Palavras-chave: Lúpus eritematoso sistémico, gravidez, tratamento

 

ABSTRACT

Systemic lupus erythematosus (SLE) is a multissystemic autoimmune disease predominantly affecting women in reproductive age. In order to reach a successful pregnancy, conception ideally should occur when the disease is in remission, with an adequate planning and close monitoring by a multidisciplinary team.

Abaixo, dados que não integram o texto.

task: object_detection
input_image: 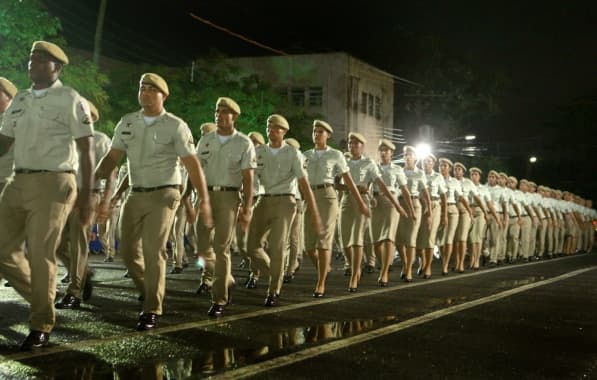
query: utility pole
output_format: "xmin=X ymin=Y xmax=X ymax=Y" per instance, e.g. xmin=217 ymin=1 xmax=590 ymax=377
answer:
xmin=93 ymin=0 xmax=108 ymax=67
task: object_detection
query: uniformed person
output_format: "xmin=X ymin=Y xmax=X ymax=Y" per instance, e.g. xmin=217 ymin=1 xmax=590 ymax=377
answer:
xmin=284 ymin=137 xmax=305 ymax=283
xmin=454 ymin=162 xmax=474 ymax=273
xmin=0 ymin=41 xmax=95 ymax=350
xmin=247 ymin=114 xmax=323 ymax=306
xmin=396 ymin=145 xmax=431 ymax=282
xmin=417 ymin=154 xmax=448 ymax=279
xmin=0 ymin=77 xmax=18 ymax=286
xmin=371 ymin=139 xmax=410 ymax=287
xmin=487 ymin=170 xmax=509 ymax=266
xmin=438 ymin=157 xmax=464 ymax=276
xmin=305 ymin=120 xmax=370 ymax=298
xmin=340 ymin=132 xmax=406 ymax=292
xmin=197 ymin=97 xmax=256 ymax=317
xmin=55 ymin=102 xmax=115 ymax=309
xmin=96 ymin=73 xmax=212 ymax=330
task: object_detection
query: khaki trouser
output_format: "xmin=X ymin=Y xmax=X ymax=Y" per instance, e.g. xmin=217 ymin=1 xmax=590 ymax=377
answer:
xmin=506 ymin=216 xmax=520 ymax=260
xmin=519 ymin=215 xmax=533 ymax=259
xmin=285 ymin=200 xmax=302 ymax=274
xmin=536 ymin=218 xmax=547 ymax=257
xmin=0 ymin=172 xmax=77 ymax=333
xmin=57 ymin=194 xmax=99 ymax=298
xmin=120 ymin=188 xmax=180 ymax=315
xmin=197 ymin=191 xmax=240 ymax=305
xmin=247 ymin=195 xmax=296 ymax=295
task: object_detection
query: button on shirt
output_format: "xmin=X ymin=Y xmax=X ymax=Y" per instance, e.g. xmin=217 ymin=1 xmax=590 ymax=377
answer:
xmin=197 ymin=130 xmax=257 ymax=188
xmin=404 ymin=168 xmax=427 ymax=197
xmin=373 ymin=163 xmax=408 ymax=193
xmin=425 ymin=171 xmax=448 ymax=198
xmin=0 ymin=80 xmax=93 ymax=171
xmin=112 ymin=110 xmax=195 ymax=187
xmin=255 ymin=142 xmax=307 ymax=195
xmin=347 ymin=156 xmax=381 ymax=187
xmin=304 ymin=146 xmax=349 ymax=186
xmin=444 ymin=176 xmax=462 ymax=203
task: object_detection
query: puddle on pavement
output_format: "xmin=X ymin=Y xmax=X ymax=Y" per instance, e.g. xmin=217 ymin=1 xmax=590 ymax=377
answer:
xmin=0 ymin=316 xmax=398 ymax=380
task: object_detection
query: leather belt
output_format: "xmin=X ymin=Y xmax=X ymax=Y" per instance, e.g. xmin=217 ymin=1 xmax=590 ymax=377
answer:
xmin=207 ymin=186 xmax=240 ymax=191
xmin=311 ymin=183 xmax=334 ymax=190
xmin=132 ymin=185 xmax=180 ymax=193
xmin=15 ymin=169 xmax=75 ymax=174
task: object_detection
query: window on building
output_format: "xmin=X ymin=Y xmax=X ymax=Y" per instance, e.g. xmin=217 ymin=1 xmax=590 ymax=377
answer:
xmin=309 ymin=87 xmax=323 ymax=107
xmin=375 ymin=96 xmax=381 ymax=120
xmin=290 ymin=87 xmax=305 ymax=107
xmin=361 ymin=92 xmax=367 ymax=114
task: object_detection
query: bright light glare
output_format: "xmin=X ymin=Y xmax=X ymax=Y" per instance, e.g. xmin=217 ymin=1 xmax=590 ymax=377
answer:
xmin=415 ymin=143 xmax=431 ymax=159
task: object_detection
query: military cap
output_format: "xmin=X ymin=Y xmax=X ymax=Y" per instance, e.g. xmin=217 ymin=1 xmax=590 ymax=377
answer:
xmin=284 ymin=137 xmax=301 ymax=150
xmin=468 ymin=166 xmax=483 ymax=175
xmin=267 ymin=114 xmax=290 ymax=130
xmin=439 ymin=157 xmax=454 ymax=166
xmin=454 ymin=162 xmax=466 ymax=171
xmin=31 ymin=41 xmax=68 ymax=65
xmin=199 ymin=123 xmax=218 ymax=135
xmin=85 ymin=99 xmax=99 ymax=123
xmin=348 ymin=132 xmax=367 ymax=144
xmin=247 ymin=131 xmax=265 ymax=145
xmin=402 ymin=145 xmax=417 ymax=155
xmin=139 ymin=73 xmax=170 ymax=96
xmin=0 ymin=77 xmax=18 ymax=98
xmin=216 ymin=97 xmax=240 ymax=115
xmin=377 ymin=139 xmax=396 ymax=150
xmin=425 ymin=153 xmax=437 ymax=162
xmin=313 ymin=120 xmax=334 ymax=133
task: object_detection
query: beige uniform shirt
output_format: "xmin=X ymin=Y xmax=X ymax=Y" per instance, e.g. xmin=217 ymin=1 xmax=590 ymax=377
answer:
xmin=373 ymin=162 xmax=407 ymax=193
xmin=347 ymin=156 xmax=381 ymax=187
xmin=0 ymin=113 xmax=15 ymax=183
xmin=305 ymin=146 xmax=348 ymax=186
xmin=197 ymin=130 xmax=257 ymax=188
xmin=255 ymin=142 xmax=307 ymax=195
xmin=0 ymin=80 xmax=93 ymax=171
xmin=112 ymin=110 xmax=195 ymax=187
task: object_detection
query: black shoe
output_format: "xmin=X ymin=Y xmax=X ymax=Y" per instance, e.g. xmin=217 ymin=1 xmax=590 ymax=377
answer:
xmin=54 ymin=293 xmax=81 ymax=309
xmin=207 ymin=303 xmax=224 ymax=318
xmin=81 ymin=272 xmax=95 ymax=301
xmin=195 ymin=282 xmax=211 ymax=296
xmin=245 ymin=277 xmax=257 ymax=289
xmin=21 ymin=330 xmax=50 ymax=351
xmin=137 ymin=312 xmax=158 ymax=331
xmin=263 ymin=294 xmax=280 ymax=307
xmin=283 ymin=274 xmax=294 ymax=284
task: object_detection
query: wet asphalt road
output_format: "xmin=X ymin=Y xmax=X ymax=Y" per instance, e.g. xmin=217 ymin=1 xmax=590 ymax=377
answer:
xmin=0 ymin=249 xmax=597 ymax=380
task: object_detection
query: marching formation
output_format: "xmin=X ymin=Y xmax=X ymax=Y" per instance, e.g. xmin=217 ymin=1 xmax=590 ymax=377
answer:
xmin=0 ymin=41 xmax=597 ymax=350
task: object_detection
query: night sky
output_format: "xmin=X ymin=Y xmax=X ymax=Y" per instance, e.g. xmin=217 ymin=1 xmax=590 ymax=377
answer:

One of the critical issues in managing pregnant women with SLE is choosing the right medication to treat the mother without harming the gestation. The most used drugs in SLE during pregnancy are corticosteroids, non-steroidal anti-inflammatory drugs and hydroxychloroquine. Immunomodulator medications like azathioprine, cyclosporine and tacrolimus can also be used, as well as intravenous immunoglobulin. Potentially teratogenic drugs are contraindicated, including cyclophosphamide, methotrexate and mycophenolate mofetil. The purpose of the present article is to review the main recommendations in SLE therapy during pregnancy and breastfeeding.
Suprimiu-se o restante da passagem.